And One Makes Ten - Page 4

At adjacent tables, heads turned.

"That's why he isn't sitting around during the day.  He is too busy breaking into cabins while the occupants are busily basting on the pool deck.  Don't you see?  That's why we never encounter him during daylight hours."

"Highly unlikely," Floyd said.  "Anything worth stealin is in the Purser's safe.  At any rate, I think if he were entering cabins he would be using a stolen master key.  The ordinary keys are coded for sections so that room stewards do not have access to cabins that are not under their charge."

"You've been indulging in too much Agatha Christie," said Deborah whose tastes ran to more violent scenarios.   I had noticed a dog-eared Robert Ludlum beside her deckchair on more than one occasion.

As soon as Joe had granted us our nightly ration of dessert and departed, we would make rapid revisions to his bio.  Joe had been in turn, a writer, the world's greatest pasta chef, an international jewel thief, a Cassanova who slept his days away and an aging gigolo.   After considerable debate, we reluctantly decided that none of our scenarios stood up to the light of day.  We settled on the essence of a gentleman.   Joe's Debbie faux pas was relegated to the realm of the unspoken.
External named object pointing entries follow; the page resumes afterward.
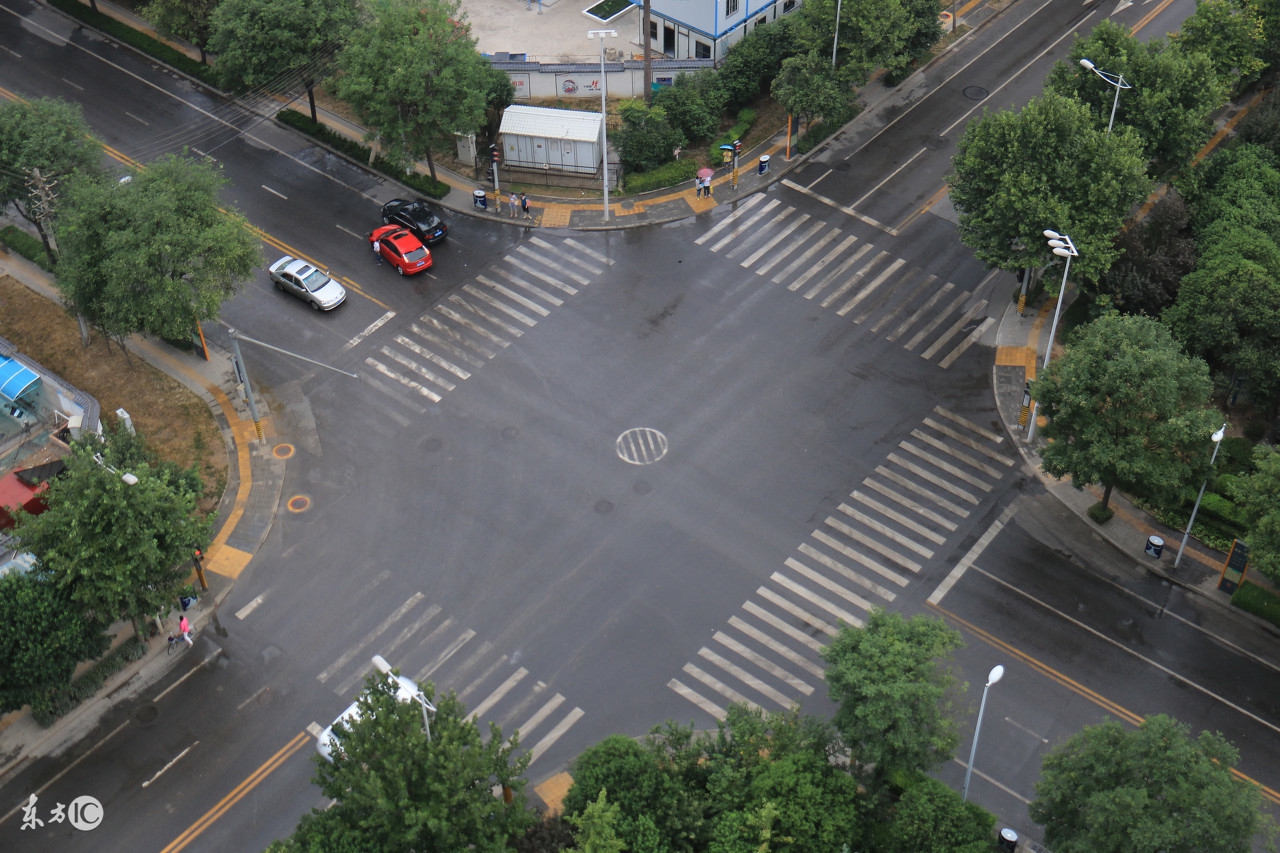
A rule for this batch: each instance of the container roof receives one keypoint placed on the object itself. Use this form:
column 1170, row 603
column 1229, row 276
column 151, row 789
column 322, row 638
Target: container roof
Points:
column 551, row 123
All of Joe's many lives received due consideration.  Writer had been chewed over a smidgen of chocolate mousse.  It was soundly rejected the following evening when Joe happened to say that he hardly ever read more that the newspaper headlines preferring to his news from the six o'clock telly.  Over cr me caramel we had argued the pasta chef proposal and rejected it when we reached a consensu that Joe simply spoke with the avidness of a dedicated amateur rather than with the finesse of a practiced professional.  Floyd successfully torpedoed the jewel thief idea when he explained how our locks would have been retumble and new keys issued should a thief have been lifting valuables from the cabins.
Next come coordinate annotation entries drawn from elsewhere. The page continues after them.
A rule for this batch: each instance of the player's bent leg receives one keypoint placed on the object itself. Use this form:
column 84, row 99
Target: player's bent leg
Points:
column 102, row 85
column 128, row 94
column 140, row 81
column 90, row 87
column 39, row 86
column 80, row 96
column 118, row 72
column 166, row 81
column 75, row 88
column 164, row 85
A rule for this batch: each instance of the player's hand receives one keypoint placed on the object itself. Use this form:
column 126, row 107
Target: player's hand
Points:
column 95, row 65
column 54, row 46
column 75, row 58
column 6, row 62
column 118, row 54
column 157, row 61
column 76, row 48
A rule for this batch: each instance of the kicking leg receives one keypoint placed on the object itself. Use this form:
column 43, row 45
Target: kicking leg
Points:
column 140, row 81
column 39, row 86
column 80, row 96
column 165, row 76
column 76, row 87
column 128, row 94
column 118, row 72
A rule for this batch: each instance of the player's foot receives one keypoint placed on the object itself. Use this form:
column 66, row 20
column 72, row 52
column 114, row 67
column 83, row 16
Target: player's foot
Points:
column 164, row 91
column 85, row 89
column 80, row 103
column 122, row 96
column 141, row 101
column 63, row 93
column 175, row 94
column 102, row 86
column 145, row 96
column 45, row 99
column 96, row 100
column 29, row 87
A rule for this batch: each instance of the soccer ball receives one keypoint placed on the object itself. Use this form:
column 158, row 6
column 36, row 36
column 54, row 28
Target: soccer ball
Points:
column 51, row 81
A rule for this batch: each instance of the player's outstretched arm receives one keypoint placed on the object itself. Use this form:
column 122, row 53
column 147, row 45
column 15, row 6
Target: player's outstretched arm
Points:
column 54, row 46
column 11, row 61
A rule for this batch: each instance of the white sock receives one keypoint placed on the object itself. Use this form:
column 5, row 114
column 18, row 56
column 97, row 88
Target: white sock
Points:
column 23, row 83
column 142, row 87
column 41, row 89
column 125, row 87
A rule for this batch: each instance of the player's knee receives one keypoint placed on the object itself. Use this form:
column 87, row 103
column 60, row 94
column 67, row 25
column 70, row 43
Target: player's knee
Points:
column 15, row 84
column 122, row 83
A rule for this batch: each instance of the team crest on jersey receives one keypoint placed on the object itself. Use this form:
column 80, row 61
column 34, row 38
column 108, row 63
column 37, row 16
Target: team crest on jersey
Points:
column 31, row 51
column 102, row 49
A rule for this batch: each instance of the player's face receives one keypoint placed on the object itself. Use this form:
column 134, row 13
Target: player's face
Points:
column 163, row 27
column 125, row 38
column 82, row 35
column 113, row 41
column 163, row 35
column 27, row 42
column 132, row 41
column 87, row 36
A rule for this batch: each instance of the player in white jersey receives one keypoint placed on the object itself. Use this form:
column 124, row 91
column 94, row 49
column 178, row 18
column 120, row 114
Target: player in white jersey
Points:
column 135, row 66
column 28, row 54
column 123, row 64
Several months have passed since our cruise.  We have all returned to our little private niches.   A nostalgic urge to see one another, conditioned it would seem from storming ashore onto a Grenada beach for a frolic and accelerated by having shared an encounter with a St. Lucian boa constrictor high on a rain forest ridge especially as it had turned Debbie Dreadful into Jello.   I for one was pleased to notice that the nostalgia had faded.  Joe would likely agree but we would never know it for he was too much of a gentleman to comment.  Memories included nightcaps, wine at dinner and most compelling of all Auld Lang Syne on New Year's Eve.  All of this seems to have faded to ennui and about time too.
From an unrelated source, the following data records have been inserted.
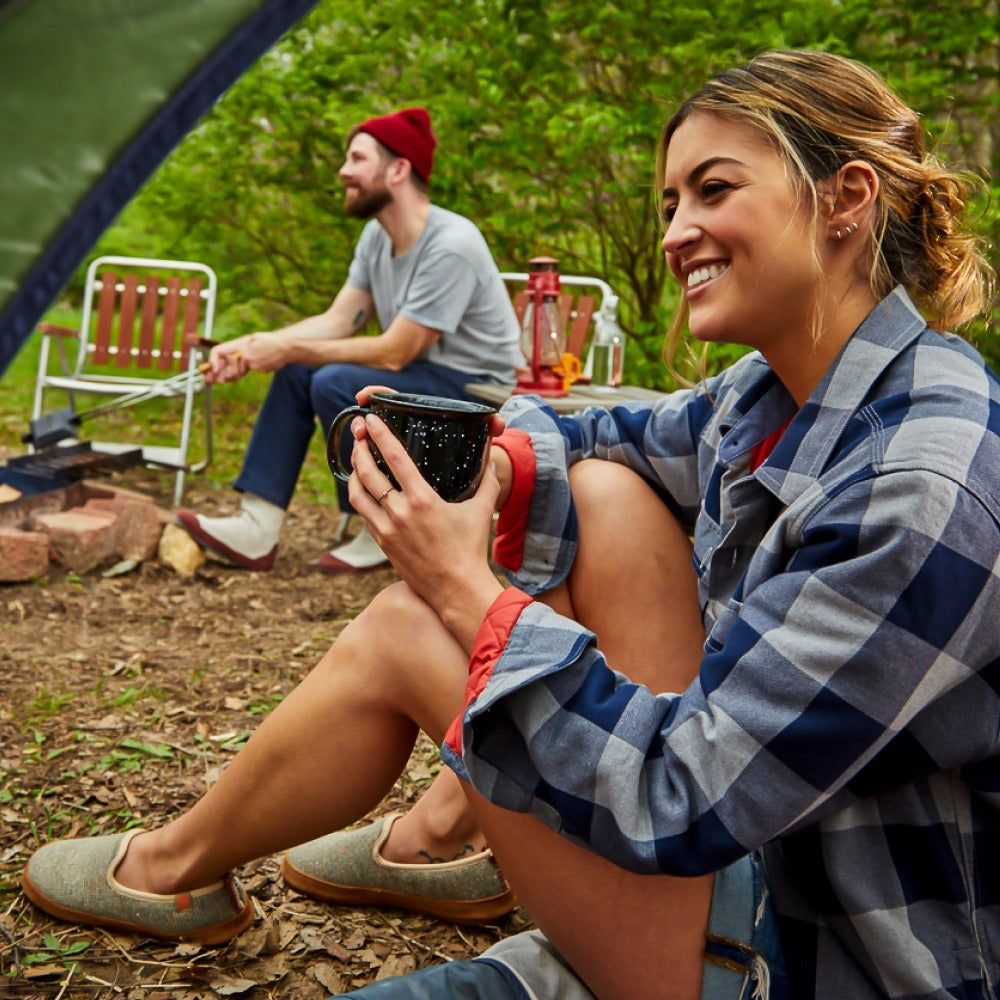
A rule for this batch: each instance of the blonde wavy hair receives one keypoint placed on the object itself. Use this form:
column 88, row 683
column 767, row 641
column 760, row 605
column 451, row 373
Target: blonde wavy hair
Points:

On our last night at sea it was thought highly unlikely that any member of our nonagon would be in the least danger of forgetting Joe if only to hang in there until we had solved his mysterious persona.  In addition, we had.made a solemn pact to invite the captain to share our table for at least one memorable dinner just in case Joe had the temerity to be a no show.

If Joe does not show up for our next cruise, I for one, will be disappointed but not to the point of despair.  I now possess sufficient confidence to order pasta on my own.   "I'll have mine al burro," I may say, my tone conveying to the galley slaves that I would not sully my sophisticated palate with the chef's ill-considered sauce.

I wonder if Debbie ever thinks about Joe when she is in the midst of planning one of her not-to-be-missed intimate dinner parties.  She should send him an invitation.  Perhaps she already has.  Should pasta be on the menu, it would be almost guaranteed that he would show up, if even just to determine how much she has learned if anything.